The RCMP have a lot of problems, this, the officers lying over the tasering in BC. High River(illegal gun seizures), and so on. Some of the major problems stem from the fact that there are no career officers in positions of power and they're all political appointees. Yeah, figure that one out. How does someone become chief of a service without ever having served on it. It's better in a lot of the smaller services here in Canada, where services acts require someone from the service before they can be a chief.

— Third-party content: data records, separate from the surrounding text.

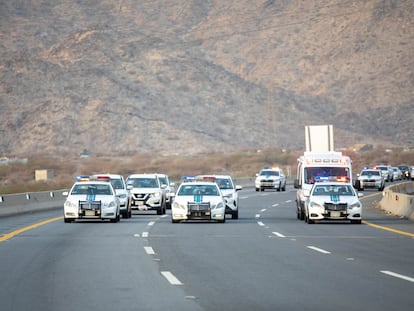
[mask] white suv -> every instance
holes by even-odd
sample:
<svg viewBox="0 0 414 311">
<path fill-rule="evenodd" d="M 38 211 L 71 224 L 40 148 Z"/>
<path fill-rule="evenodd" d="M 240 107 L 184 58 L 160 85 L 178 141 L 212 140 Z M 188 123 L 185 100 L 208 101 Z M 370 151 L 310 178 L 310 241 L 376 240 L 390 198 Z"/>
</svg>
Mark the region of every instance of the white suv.
<svg viewBox="0 0 414 311">
<path fill-rule="evenodd" d="M 286 191 L 286 176 L 281 168 L 262 169 L 259 174 L 256 174 L 254 183 L 256 191 L 264 191 L 265 189 Z"/>
<path fill-rule="evenodd" d="M 95 174 L 90 176 L 91 179 L 108 181 L 111 183 L 119 198 L 121 215 L 123 218 L 131 218 L 131 195 L 126 187 L 124 177 L 117 174 Z"/>
<path fill-rule="evenodd" d="M 127 189 L 131 192 L 131 209 L 156 210 L 165 214 L 165 185 L 161 185 L 157 174 L 133 174 L 127 178 Z"/>
</svg>

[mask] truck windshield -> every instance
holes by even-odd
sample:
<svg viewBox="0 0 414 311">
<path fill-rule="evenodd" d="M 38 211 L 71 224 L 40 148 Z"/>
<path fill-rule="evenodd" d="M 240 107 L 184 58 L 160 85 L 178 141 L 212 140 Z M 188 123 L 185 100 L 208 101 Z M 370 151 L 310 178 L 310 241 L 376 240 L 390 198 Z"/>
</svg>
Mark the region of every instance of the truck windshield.
<svg viewBox="0 0 414 311">
<path fill-rule="evenodd" d="M 318 179 L 323 178 L 351 178 L 347 167 L 306 167 L 304 174 L 306 184 L 313 184 Z"/>
</svg>

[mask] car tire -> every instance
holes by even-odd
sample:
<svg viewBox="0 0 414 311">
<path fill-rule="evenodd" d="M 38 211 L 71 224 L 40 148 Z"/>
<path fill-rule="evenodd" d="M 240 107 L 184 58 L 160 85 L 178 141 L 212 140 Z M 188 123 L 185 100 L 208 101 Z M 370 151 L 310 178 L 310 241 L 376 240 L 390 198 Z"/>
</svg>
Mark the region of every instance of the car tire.
<svg viewBox="0 0 414 311">
<path fill-rule="evenodd" d="M 231 219 L 239 219 L 239 210 L 238 209 L 231 214 Z"/>
</svg>

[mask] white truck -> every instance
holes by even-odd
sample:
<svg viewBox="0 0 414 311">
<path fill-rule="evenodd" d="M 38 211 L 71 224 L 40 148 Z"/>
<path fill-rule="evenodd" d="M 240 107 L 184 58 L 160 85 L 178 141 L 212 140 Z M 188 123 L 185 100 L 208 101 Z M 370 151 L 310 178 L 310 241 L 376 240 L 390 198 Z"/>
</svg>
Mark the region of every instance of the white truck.
<svg viewBox="0 0 414 311">
<path fill-rule="evenodd" d="M 297 189 L 296 214 L 300 220 L 305 219 L 305 202 L 315 182 L 337 180 L 352 184 L 352 161 L 342 152 L 306 151 L 297 162 L 294 187 Z"/>
</svg>

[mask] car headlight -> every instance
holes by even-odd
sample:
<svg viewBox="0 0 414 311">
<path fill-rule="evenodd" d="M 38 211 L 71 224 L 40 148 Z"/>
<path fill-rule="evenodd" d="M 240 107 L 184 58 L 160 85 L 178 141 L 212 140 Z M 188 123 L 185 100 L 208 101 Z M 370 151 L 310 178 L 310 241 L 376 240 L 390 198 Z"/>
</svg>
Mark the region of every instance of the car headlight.
<svg viewBox="0 0 414 311">
<path fill-rule="evenodd" d="M 350 209 L 352 209 L 352 208 L 361 208 L 361 207 L 362 207 L 361 202 L 354 202 L 354 203 L 349 205 Z"/>
<path fill-rule="evenodd" d="M 65 201 L 65 207 L 78 207 L 78 203 Z"/>
<path fill-rule="evenodd" d="M 111 201 L 110 203 L 106 202 L 103 204 L 104 208 L 112 208 L 116 206 L 116 202 L 115 201 Z"/>
<path fill-rule="evenodd" d="M 174 202 L 173 203 L 173 208 L 181 208 L 181 209 L 185 209 L 185 206 L 178 203 L 178 202 Z"/>
<path fill-rule="evenodd" d="M 217 208 L 223 208 L 223 207 L 224 207 L 223 202 L 219 202 L 216 205 L 213 205 L 211 209 L 217 209 Z"/>
</svg>

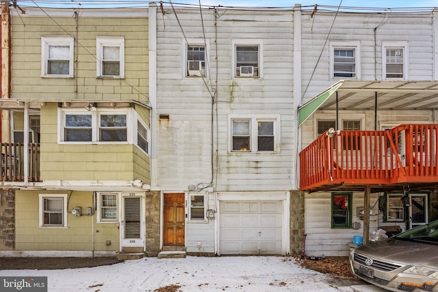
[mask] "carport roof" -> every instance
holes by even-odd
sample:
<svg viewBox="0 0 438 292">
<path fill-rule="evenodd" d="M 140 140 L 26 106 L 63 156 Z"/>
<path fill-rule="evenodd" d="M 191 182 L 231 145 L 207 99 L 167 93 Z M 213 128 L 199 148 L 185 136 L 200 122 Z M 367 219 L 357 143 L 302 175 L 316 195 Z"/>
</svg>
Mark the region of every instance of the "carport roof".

The RCMP can be fixed, if they start pulling out all the political bullshit. The vast majority of police services in Canada work as a bottom to top organization. Meaning the guy at the bottom, gets a problem and decides how to fix it on their own without someone over his shoulder to figure it out or telling him to "bend the rules to make it happen." Services like the RCMP(federal police), OPP(Ontario Provincial), SQ(Quebec Provincial) operate as "top down" meaning there's someone staring over you shoulder, and breathing down your neck while telling you to "do this or else." Now I'm sure you're thinking, but why don't they stand up...some do. And they're quickly drummed out for not following the procedures which is a offence you can be canned for in many cases.

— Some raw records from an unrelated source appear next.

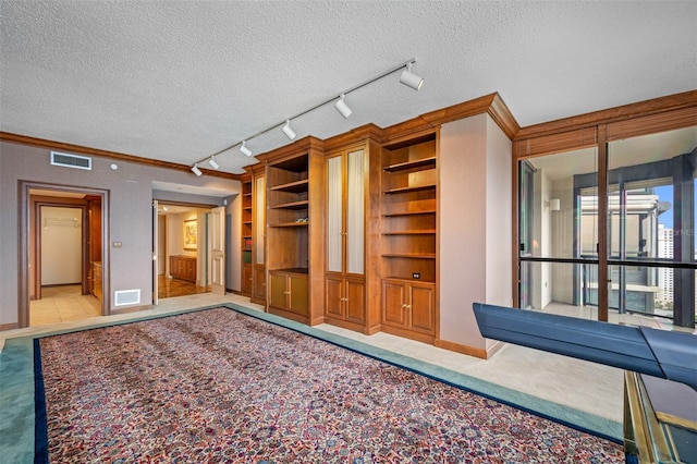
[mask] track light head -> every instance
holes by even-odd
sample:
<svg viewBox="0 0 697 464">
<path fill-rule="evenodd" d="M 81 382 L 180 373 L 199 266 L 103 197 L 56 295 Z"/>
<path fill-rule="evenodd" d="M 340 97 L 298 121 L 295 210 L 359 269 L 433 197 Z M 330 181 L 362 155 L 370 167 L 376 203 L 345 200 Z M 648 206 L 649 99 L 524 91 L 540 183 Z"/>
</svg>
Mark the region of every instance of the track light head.
<svg viewBox="0 0 697 464">
<path fill-rule="evenodd" d="M 341 97 L 334 103 L 334 108 L 337 108 L 337 111 L 339 111 L 342 117 L 348 118 L 352 111 L 351 111 L 351 108 L 348 108 L 348 105 L 346 105 L 346 102 L 344 101 L 344 97 L 345 95 L 341 94 Z"/>
<path fill-rule="evenodd" d="M 417 76 L 412 72 L 412 63 L 406 65 L 406 70 L 402 72 L 400 76 L 400 82 L 408 87 L 412 87 L 414 90 L 418 90 L 424 85 L 424 78 Z"/>
<path fill-rule="evenodd" d="M 285 136 L 288 138 L 290 138 L 291 141 L 294 139 L 297 136 L 297 134 L 295 134 L 295 132 L 291 129 L 291 120 L 290 119 L 285 120 L 285 125 L 281 129 L 281 131 L 283 131 Z"/>
<path fill-rule="evenodd" d="M 245 156 L 250 157 L 252 150 L 247 148 L 247 141 L 242 141 L 242 145 L 240 146 L 240 151 L 242 151 Z"/>
</svg>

The vast majority here in Canada do follow the rules. Said rules are enforced and have oversight by independent investigation boards made up of ex-police and civilians. And then there's a local police oversight board that anyone can apply to become a member of in many cases. In Ontario for instance, anyone can become a member of the oversight board it doesn't matter who you are--you can apply. The RCMP though doesn't have either, it has, as said that lovely top-down approach.

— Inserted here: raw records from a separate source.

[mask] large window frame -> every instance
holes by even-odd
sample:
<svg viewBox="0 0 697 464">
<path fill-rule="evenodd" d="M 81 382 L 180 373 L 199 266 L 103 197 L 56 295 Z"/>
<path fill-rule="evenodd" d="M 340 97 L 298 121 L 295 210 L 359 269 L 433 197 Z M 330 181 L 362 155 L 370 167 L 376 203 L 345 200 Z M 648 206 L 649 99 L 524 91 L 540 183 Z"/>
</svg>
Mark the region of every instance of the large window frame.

Now as for the laws here in Canada, the police generally don't line up and say "we need law xyz" because...reasons...usually in Canada laws such as that are based on something happening in society that requires it. And should that be an overstep, then it'll end up before the Supreme Court and will or won't be struck down. A few examples: RIDE programs are a violation in Canada of unlawful search. It was however ruled that it's a reasonable exception under S.1 of the charter because of the needs weighted against society. On the other hand, we have exigent circumstances(allowing entry/taps/etc w/o warrant). Which was struck down by the Supreme Court as being "a extreme violation of individual rights." That was in reaction to another bill, but said ruling stripped it out of the criminal code itself. Exigent circumstances had been on the books for ~100 years at that point.